McCartney A J
Baillieres Clin Obstet Gynaecol. 1987 Jun;1(2):447-84. doi: 10.1016/s0950-3552(87)80064-0.
The various surgical treatments of CIN, VAIN, and VIN have been discussed. The necessity for careful pretreatment, histological diagnosis and colposcopic mapping of the various conditions has been stressed. The relative risks of malignant progression of the various conditions have been discussed along with the various modes and methods of surgical therapy. The facts emerging are that traditional surgical therapy is giving ground to more modern techniques of ablation, particularly that of carbon dioxide laser photoevaporation therapy.
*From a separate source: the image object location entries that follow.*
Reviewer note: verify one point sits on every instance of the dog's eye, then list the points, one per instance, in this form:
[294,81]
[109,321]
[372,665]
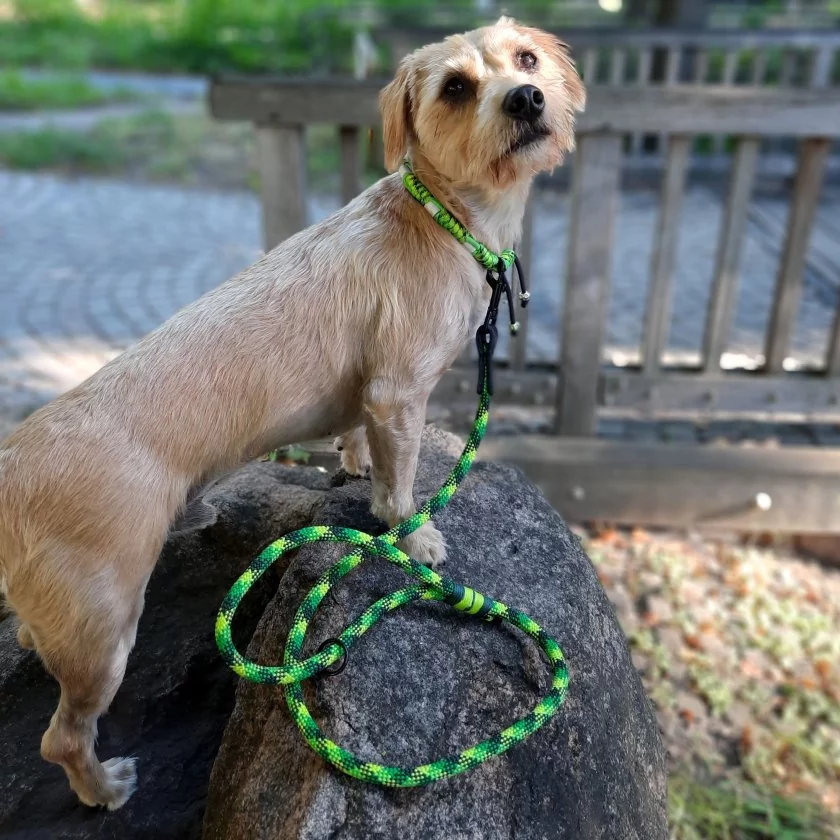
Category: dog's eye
[527,61]
[454,89]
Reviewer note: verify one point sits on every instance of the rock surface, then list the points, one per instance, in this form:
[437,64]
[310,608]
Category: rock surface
[173,706]
[429,682]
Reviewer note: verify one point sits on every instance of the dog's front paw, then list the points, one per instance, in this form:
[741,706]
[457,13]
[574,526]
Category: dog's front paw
[426,545]
[355,454]
[121,776]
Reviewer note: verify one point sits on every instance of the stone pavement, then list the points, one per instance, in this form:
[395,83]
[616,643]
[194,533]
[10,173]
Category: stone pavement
[87,266]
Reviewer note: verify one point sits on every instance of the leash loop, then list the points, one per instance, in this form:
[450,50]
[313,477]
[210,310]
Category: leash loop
[331,657]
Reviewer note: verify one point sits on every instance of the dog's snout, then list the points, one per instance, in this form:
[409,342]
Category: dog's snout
[525,102]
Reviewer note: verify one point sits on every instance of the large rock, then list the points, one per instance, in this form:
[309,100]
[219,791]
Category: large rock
[173,706]
[428,682]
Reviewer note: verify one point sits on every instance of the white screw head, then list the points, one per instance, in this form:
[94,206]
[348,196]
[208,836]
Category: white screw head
[763,501]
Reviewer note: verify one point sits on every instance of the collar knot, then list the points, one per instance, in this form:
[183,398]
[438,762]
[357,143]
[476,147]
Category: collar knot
[483,255]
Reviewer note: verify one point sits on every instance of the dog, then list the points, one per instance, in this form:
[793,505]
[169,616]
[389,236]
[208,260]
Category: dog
[344,329]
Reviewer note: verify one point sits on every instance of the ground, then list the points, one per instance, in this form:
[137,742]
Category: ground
[115,218]
[739,648]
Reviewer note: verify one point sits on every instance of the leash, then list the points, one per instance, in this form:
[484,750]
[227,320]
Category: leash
[331,656]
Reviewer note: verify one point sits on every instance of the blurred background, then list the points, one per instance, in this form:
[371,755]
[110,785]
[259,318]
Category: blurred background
[124,195]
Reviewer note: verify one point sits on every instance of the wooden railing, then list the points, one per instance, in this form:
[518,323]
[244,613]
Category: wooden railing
[621,56]
[585,477]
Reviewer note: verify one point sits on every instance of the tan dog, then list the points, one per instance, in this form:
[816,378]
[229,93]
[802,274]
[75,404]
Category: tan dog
[343,329]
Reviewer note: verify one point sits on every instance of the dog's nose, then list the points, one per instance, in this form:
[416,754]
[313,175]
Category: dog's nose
[524,103]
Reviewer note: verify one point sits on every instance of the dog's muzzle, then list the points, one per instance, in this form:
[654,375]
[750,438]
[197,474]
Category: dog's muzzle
[525,103]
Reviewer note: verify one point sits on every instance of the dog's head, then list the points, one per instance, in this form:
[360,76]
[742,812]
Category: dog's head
[485,108]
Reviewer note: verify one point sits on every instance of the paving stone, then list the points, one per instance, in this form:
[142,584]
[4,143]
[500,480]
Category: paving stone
[96,263]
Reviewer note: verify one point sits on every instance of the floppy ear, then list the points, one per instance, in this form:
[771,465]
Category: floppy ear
[559,53]
[395,107]
[577,92]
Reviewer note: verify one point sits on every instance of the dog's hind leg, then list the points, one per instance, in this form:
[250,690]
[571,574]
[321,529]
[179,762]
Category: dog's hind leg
[86,649]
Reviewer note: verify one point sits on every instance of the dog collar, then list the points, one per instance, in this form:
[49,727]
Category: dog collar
[487,258]
[497,266]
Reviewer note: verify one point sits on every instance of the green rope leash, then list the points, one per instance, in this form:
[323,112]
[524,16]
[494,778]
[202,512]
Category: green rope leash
[431,586]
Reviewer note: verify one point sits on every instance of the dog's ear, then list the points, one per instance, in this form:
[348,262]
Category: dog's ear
[196,516]
[395,103]
[559,52]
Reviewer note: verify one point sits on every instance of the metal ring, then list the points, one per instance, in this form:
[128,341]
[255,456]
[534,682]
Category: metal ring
[337,667]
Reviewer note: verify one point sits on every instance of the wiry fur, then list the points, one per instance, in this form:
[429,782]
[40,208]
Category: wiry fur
[343,329]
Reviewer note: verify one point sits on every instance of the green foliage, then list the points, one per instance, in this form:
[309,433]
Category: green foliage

Particularly in treatment of CIN and VIN, laser therapy has begun to show many advantages. Traditional surgical techniques for treatment of intraepithelial neoplasia of the lower genital tract in the female have, in response, become more conservative in their application with an emphasis on preservation and reconstruction. However, in some cases confirmation of early results by long-term follow-up will be necessary. The general tendency of close surveillance and conservative treatment befits the management of non-invasive genital tract intraepithelial neoplasia.
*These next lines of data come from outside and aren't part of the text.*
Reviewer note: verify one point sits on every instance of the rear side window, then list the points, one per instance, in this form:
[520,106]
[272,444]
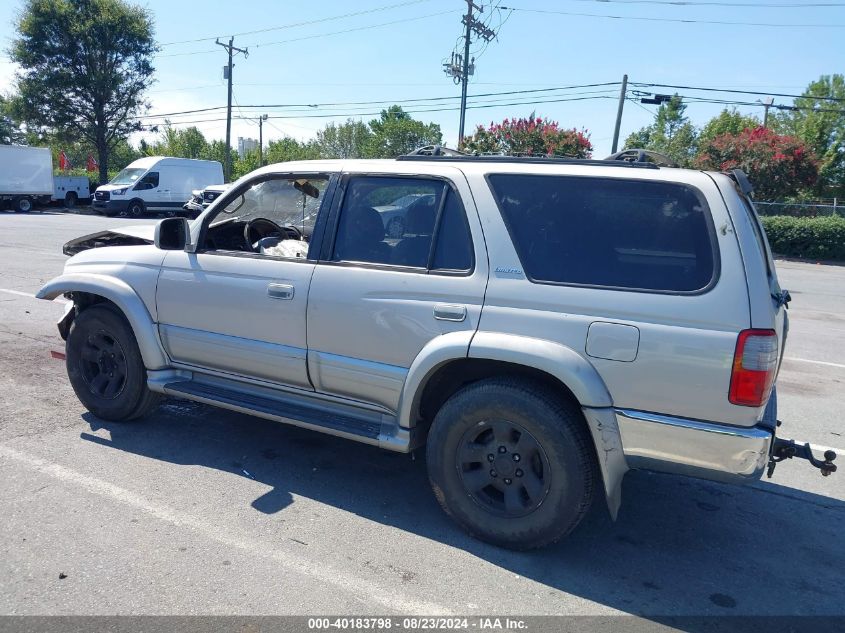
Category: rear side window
[150,181]
[627,234]
[453,250]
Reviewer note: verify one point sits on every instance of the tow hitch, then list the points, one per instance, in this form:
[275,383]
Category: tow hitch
[787,449]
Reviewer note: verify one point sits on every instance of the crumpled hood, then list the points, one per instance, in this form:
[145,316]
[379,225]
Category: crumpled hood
[123,236]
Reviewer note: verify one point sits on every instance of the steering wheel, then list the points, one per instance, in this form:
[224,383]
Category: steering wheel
[258,228]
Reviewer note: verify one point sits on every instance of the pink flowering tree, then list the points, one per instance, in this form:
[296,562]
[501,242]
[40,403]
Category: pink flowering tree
[778,166]
[534,136]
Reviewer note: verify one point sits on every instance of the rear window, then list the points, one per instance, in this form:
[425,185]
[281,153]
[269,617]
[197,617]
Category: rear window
[610,232]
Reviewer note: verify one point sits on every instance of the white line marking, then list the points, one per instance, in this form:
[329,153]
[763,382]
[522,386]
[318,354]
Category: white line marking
[366,589]
[815,362]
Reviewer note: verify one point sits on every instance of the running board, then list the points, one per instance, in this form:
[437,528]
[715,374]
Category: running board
[305,410]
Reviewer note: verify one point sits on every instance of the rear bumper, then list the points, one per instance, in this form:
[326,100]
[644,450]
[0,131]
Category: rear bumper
[692,447]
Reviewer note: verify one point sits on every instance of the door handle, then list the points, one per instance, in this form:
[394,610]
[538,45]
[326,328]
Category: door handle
[448,312]
[280,291]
本文已讨论了CIN、VAIN和VIN的各种手术治疗方法。强调了对各种情况进行仔细的预处理、组织学诊断和阴道镜定位的必要性。同时讨论了各种情况恶性进展的相对风险以及手术治疗的各种方式和方法。目前出现的事实是,传统手术治疗正逐渐被更现代的消融技术所取代,尤其是二氧化碳激光光蒸发疗法。特别是在CIN和VIN的治疗中,激光疗法已开始显示出许多优势。作为回应,女性下生殖道上皮内瘤变的传统手术技术在应用上变得更加保守,重点在于保留和重建。然而,在某些情况下,有必要通过长期随访来确认早期结果。密切监测和保守治疗的总体趋势适合于非侵袭性生殖道上皮内瘤变的管理。